Arduino Uno voltage regulator gets hot when driving relay

Im tryng to drive a relay with my arduino uno. Im using this circuit found on this page: Only difference is that im using 1N4007 diode what shouldnt make any difference and this relay:

Im powering my circuit and arduino from same 9v adapter and taking 3.3V for relay from arduino 3.3V output.

The problem is that when i power on the relay (turn arduino digital pin 3 high) the voltage regulator on arduino board gets really hot (

Is there something wrong with the circuit or should i use seperate power suplys?

How many amps of current are you drawing?

Data sheet says:

The AMS1117 series of adjustable and fixed regulators are easy to use and are protected against short circuit and thermal overloads.
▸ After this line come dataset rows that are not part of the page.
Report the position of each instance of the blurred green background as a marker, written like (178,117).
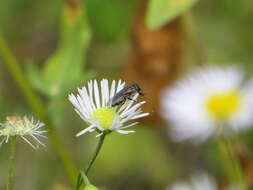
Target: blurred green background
(62,44)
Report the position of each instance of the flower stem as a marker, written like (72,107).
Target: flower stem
(98,148)
(37,106)
(231,163)
(11,163)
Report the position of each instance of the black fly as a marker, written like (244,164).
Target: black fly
(127,93)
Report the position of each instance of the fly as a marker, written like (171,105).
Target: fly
(127,93)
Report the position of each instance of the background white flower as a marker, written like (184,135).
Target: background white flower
(93,105)
(199,181)
(24,128)
(212,97)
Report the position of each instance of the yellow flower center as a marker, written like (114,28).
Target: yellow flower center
(222,106)
(105,116)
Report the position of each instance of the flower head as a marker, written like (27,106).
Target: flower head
(211,100)
(93,105)
(23,127)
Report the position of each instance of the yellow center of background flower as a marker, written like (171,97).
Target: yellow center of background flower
(223,106)
(105,116)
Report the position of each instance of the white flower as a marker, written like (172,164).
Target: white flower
(213,100)
(93,105)
(23,127)
(198,181)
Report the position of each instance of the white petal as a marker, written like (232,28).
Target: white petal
(97,96)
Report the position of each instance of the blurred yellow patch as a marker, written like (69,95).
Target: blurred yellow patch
(222,106)
(105,117)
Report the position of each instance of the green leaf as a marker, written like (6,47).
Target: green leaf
(161,12)
(63,71)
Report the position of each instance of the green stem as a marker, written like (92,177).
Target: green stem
(38,107)
(231,163)
(9,184)
(190,31)
(98,148)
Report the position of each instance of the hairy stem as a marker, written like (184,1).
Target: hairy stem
(98,148)
(9,184)
(37,106)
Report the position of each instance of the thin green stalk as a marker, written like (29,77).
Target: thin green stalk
(9,184)
(190,31)
(98,148)
(231,163)
(38,107)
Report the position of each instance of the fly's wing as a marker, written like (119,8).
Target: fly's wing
(118,98)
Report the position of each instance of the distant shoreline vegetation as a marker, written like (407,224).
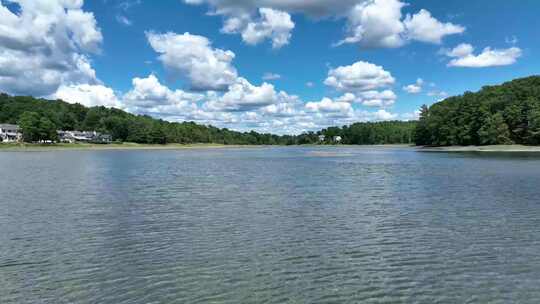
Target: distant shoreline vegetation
(496,115)
(40,119)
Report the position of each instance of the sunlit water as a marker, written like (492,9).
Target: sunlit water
(269,225)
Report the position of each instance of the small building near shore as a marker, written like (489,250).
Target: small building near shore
(84,137)
(10,133)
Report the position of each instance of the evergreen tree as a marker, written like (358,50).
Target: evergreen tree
(494,131)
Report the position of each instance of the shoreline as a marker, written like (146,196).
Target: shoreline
(111,147)
(134,146)
(482,149)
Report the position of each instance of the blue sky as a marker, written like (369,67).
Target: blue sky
(326,62)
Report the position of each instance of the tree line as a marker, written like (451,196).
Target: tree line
(40,119)
(502,114)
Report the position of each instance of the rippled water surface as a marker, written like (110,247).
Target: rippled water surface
(269,225)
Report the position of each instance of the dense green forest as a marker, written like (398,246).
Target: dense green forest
(40,118)
(366,133)
(502,114)
(43,116)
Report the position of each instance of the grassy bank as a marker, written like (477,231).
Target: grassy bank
(124,146)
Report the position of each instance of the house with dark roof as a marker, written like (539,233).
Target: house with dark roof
(10,133)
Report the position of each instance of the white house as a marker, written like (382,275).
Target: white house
(83,136)
(10,133)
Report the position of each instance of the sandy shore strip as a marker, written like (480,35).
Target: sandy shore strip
(124,146)
(498,148)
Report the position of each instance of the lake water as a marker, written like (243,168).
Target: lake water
(269,225)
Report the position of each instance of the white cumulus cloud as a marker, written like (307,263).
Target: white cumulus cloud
(414,88)
(88,95)
(359,76)
(463,56)
(193,58)
(45,44)
(379,23)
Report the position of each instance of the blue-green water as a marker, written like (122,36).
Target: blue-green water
(269,225)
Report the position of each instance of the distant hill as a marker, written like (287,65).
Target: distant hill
(124,126)
(501,114)
(51,115)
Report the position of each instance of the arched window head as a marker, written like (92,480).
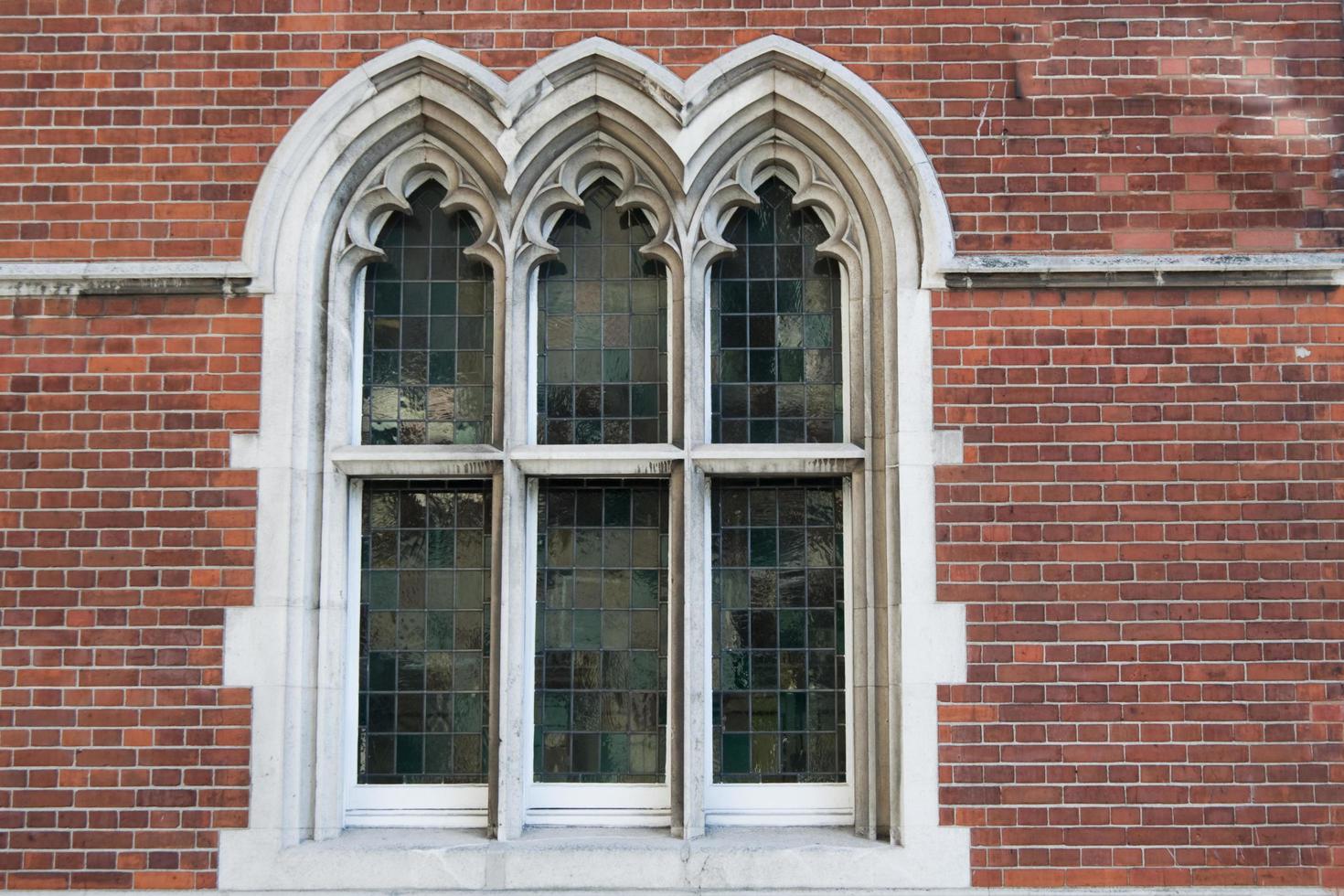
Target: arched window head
(601,329)
(684,326)
(428,331)
(775,328)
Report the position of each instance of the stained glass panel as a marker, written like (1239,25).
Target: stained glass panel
(777,586)
(428,331)
(601,632)
(423,633)
(601,329)
(774,328)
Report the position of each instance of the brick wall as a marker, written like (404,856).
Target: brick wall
(123,539)
(137,131)
(1149,541)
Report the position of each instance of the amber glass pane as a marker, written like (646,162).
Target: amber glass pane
(601,329)
(601,632)
(428,331)
(423,633)
(778,632)
(774,328)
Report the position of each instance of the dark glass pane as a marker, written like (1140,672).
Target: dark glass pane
(601,329)
(423,633)
(601,632)
(774,328)
(428,331)
(778,632)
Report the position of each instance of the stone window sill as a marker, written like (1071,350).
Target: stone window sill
(588,860)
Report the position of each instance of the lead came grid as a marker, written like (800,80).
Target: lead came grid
(423,633)
(428,331)
(601,329)
(601,632)
(778,632)
(774,331)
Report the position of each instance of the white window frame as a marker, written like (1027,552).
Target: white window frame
(291,645)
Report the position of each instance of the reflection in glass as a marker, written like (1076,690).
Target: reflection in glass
(428,331)
(774,331)
(778,632)
(601,329)
(423,633)
(601,632)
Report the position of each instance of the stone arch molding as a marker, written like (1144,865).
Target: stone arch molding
(515,156)
(679,134)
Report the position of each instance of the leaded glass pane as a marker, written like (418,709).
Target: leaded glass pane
(601,632)
(777,558)
(601,323)
(428,331)
(423,633)
(774,328)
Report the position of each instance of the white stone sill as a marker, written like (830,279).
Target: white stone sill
(574,860)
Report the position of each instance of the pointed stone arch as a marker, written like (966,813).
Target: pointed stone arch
(512,154)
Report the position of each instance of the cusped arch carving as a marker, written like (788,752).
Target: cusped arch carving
(562,188)
(814,187)
(511,129)
(403,172)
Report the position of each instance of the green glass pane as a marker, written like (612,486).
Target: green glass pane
(423,638)
(777,587)
(603,328)
(601,689)
(774,312)
(428,321)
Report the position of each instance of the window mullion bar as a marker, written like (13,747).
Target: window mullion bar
(509,696)
(691,772)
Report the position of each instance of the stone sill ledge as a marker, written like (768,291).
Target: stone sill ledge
(569,860)
(987,271)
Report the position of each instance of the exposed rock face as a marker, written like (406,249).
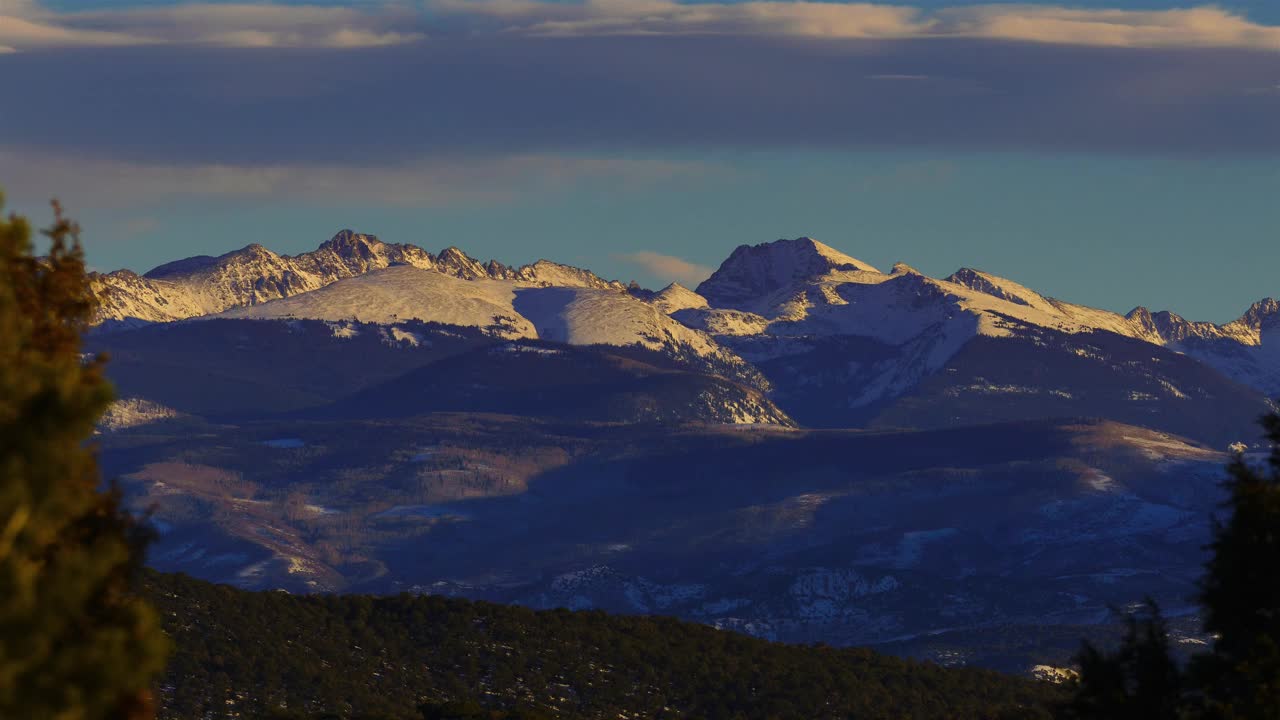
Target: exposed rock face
(254,274)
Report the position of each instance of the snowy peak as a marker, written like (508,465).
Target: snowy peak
(675,297)
(755,272)
(996,287)
(554,274)
(1262,314)
(453,261)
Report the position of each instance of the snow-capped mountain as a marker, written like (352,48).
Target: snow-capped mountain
(782,295)
(796,318)
(254,274)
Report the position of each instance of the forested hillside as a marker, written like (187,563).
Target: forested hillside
(277,655)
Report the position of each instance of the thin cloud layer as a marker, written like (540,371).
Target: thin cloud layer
(1196,27)
(668,267)
(24,24)
(100,182)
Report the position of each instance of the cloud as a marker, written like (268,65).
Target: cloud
(26,26)
(668,267)
(1193,27)
(103,182)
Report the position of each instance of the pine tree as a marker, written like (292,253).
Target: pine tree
(1141,680)
(1240,593)
(76,643)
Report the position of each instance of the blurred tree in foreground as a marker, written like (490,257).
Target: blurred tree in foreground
(1239,678)
(76,643)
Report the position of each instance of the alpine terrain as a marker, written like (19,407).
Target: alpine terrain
(803,447)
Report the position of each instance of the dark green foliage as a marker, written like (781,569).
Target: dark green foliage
(425,656)
(1240,595)
(1138,682)
(1239,678)
(74,642)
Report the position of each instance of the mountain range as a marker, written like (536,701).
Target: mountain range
(803,447)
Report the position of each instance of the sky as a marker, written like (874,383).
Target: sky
(1104,151)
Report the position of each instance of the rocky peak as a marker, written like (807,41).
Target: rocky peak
(675,297)
(347,244)
(993,286)
(754,272)
(455,261)
(1264,313)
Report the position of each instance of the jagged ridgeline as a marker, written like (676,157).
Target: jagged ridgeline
(275,655)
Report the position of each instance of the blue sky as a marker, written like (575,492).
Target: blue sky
(1104,156)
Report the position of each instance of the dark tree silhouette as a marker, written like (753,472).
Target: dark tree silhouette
(76,643)
(1240,593)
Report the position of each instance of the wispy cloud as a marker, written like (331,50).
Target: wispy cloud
(1194,27)
(668,267)
(101,182)
(26,24)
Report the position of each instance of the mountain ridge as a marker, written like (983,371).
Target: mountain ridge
(767,296)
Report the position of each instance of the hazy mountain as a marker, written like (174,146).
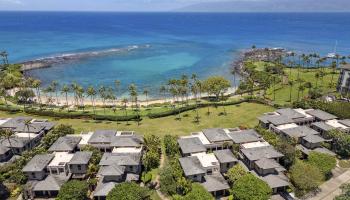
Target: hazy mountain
(270,6)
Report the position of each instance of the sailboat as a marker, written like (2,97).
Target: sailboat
(334,54)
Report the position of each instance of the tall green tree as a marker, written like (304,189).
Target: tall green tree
(128,191)
(91,92)
(305,177)
(65,90)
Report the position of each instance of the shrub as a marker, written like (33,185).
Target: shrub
(74,189)
(128,191)
(305,177)
(236,173)
(324,162)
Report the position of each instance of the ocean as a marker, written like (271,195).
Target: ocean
(164,45)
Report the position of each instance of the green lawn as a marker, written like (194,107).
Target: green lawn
(307,75)
(244,114)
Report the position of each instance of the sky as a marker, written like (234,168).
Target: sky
(98,5)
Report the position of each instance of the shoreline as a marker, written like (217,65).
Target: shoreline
(63,58)
(98,101)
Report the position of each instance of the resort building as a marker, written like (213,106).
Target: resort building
(308,136)
(344,79)
(200,163)
(27,134)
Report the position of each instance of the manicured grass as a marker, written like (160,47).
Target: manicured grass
(307,75)
(244,114)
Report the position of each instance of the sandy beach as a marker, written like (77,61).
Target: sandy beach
(62,101)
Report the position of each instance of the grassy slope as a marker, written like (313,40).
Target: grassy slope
(308,75)
(243,114)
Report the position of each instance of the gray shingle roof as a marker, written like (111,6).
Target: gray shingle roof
(122,159)
(51,183)
(65,143)
(225,156)
(245,136)
(300,131)
(103,189)
(216,135)
(111,170)
(322,115)
(345,122)
(191,166)
(191,145)
(126,141)
(276,181)
(80,158)
(323,126)
(266,163)
(215,182)
(290,113)
(261,152)
(38,163)
(102,136)
(313,139)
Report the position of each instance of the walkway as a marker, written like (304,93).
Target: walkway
(331,188)
(160,194)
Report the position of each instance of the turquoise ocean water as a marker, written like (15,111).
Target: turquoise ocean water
(176,43)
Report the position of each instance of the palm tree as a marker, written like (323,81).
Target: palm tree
(146,92)
(74,86)
(54,86)
(317,76)
(91,92)
(133,94)
(301,89)
(290,83)
(162,91)
(3,93)
(125,102)
(334,67)
(80,94)
(36,85)
(102,92)
(65,90)
(7,134)
(27,124)
(4,56)
(117,88)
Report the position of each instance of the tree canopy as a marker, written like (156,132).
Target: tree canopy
(235,173)
(250,187)
(305,177)
(216,85)
(128,191)
(74,189)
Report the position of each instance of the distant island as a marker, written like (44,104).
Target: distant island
(270,6)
Thermal protection circuitry will shut-down the regulator should the junction temperature exceed 165°C at the sense point.

The power dissipation of the AMS1117 is equal to:

PD = ( VIN - VOUT )( IOUT )

Maximum junction temperature will be equal to:

TJ = TA(MAX) + PD(Thermal Resistance (junction-to-ambient))

Maximum junction temperature must not exceed 125°C.

and Thermal Resistance Control Section -40°C to 125°C SO-8 package j JA= 160°C/W Power Transistor -40°C to 125°C TO-252 package j JA= 80°C/W Storage temperature - 65°C to +150°C SOT-223 package j JA= 90°C/W* * With package soldering to copper area over backside ground plane or internal power plane j JA can vary from 46°C/W to >90°C/W depending on mounting technique and the size of the copper area.

Thermal Considerations The AMS1117 series have internal power and thermal limiting circuitry designed to protect the device under overload conditions. However maximum junction temperature ratings of 125°C should not be exceeded under continuous normal load conditions. Careful consideration must be given to all sources of thermal resistance from junction to ambient. For the surface mount package SOT-223 additional heat sources mounted near the device must be considered. The heat dissipation capability of the PC board and its copper traces is used as a heat sink for the device. The thermal resistance from the junction to the tab for the AMS1117 is 15°C/W. Thermal resistance from tab to ambient can be as low as 30°C/W.

That circuit is fine, and a 1n4007 diode is fine too. The problem is that the 5v version of that relay (which I assume is the one you are using) takes 100mA, and the voltage regulator has to pass all of that current. If the regulator gets too hot, it will partially shut down before it gets damaged.

If you want it to run cooler, there are a few solutions:

  1. Use an external 5v regulator with a heat sink instead.

  2. Use the 9v version of that relay instead of the 5v version, and power the relay from 9v instead of 5v.

  3. Use a 5v relay that takes a lower coil current.

  4. If you have connected the 9v adapter to the Vin pin of the Arduino, connect it to the barrel jack instead, so that the protection diode takes some of the power dissipation away from the voltage regulator. If you then connect 2 or 3 1n400x (x = 1 to 7) diodes between the 9v supply and the barrel jack, each diode will take some of the power disspation.

  5. Depending on what you are using the relay to switch, you might be able to use a transistor or mosfet instead, or a solid-state relay (SSR). What are you controlling with the relay?